Richard Ferrand le 11 mai. | POOL / REUTERS

Editorial du « Monde ». Quand on professe la vertu, mieux vaut être exemplaire. Et ne laisser place à aucun soupçon de dissimulation ou de tartufferie. Candidat des Républicains, François Fillon en a fait l’expérience ravageuse durant la campagne présidentielle. Marine Le Pen également, qui se présentait, au nom du Front national, « tête haute et mains propres ». L’un et l’autre ont été mis en cause par la justice pour des affaires d’emplois présumés fictifs, le premier à l’Assemblée nationale, la seconde au Parlement européen.

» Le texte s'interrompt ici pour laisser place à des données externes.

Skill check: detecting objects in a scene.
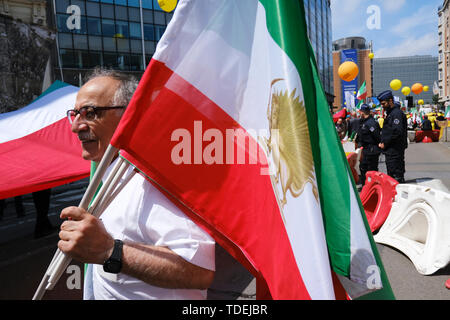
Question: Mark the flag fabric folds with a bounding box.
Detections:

Après la présidentielle déstabilisée, les élections législatives vont-elles, à leur tour, être parasitées par ces affaires qui, depuis trop longtemps, jettent le doute sur la probité des responsables politiques ? C’est à craindre. Et c’est très fâcheux pour le nouveau pouvoir exécutif et au premier chef pour le président de la République, qui a fait de la moralisation de la vie publique l’un de ses chantiers prioritaires.

Car ce sont bien les méthodes ou les usages de la politique « à l’ancienne » qui refont surface depuis une semaine, au gré des révélations de la presse mettant en cause Richard Ferrand. Député (PS) depuis 2012, fidèle de la première heure d’Emmanuel Macron et pilier du mouvement En marche !, qui a porté celui-ci au pouvoir, le ministre de la cohésion des territoires apparaît, en effet, coutumier du mélange des genres entre ses intérêts privés et l’intérêt public.

Qu’il s’agisse, notamment, de l’opération immobilière dont, alors directeur général des Mutuelles de Bretagne, il avait fait bénéficier sa compagne en 2011, ou de la façon dont, une fois élu député, il a signé et défendu une proposition de loi permettant aux mutuelles de mettre en place des réseaux de soins, le nouveau ministre a su, manifestement, remercier ses proches ou ses amis.

Il n’y a rien là d’illégal, se défend l’intéressé. Et l’argument a été martelé, mardi 30 mai, par le premier ministre. Tout ministre qui serait mis en examen par la justice serait immédiatement invité à démissionner, a indiqué Edouard Philippe. Mais puisque le parquet n’a, à ce jour, rien trouvé de répréhensible dans les agissements de M. Ferrand, il n’y a aucune raison de lui demander de quitter le gouvernement.

Atmosphère délétère

Les deux hommes ont formellement raison, mais politiquement tort. En effet, maintes enquêtes témoignent que trois Français sur quatre jugent la plupart des hommes politiques « corrompus », et ce sentiment, même s’il est largement infondé, alimente le refrain du « Tous pourris » dont se nourrissent tous les populismes. Le premier ministre s’est dit tout à fait conscient de cette atmosphère délétère. Mais, en se situant sur le seul terrain de la légalité, il occulte le fait que ce sont des pratiques et des petits arrangements du monde politique que, désormais, les citoyens ne supportent plus.

En outre, l’attitude de M. Ferrand est particulièrement embarrassante au moment où le gouvernement met la dernière main à une nouvelle série de dispositions législatives destinées – après bien d’autres – à moraliser la vie politique. Ce télescopage ne peut que jeter le trouble.

L’ancien premier ministre Raymond Barre avait, en son temps, formulé simplement les choses. « En politique, on ne peut utiliser le principe de la présomption d’innocence comme un bouclier », jugeait-il. Et il ajoutait : « Quand on occupe une fonction importante, dès qu’il y a soupçon, il vaut mieux partir. » La question est posée.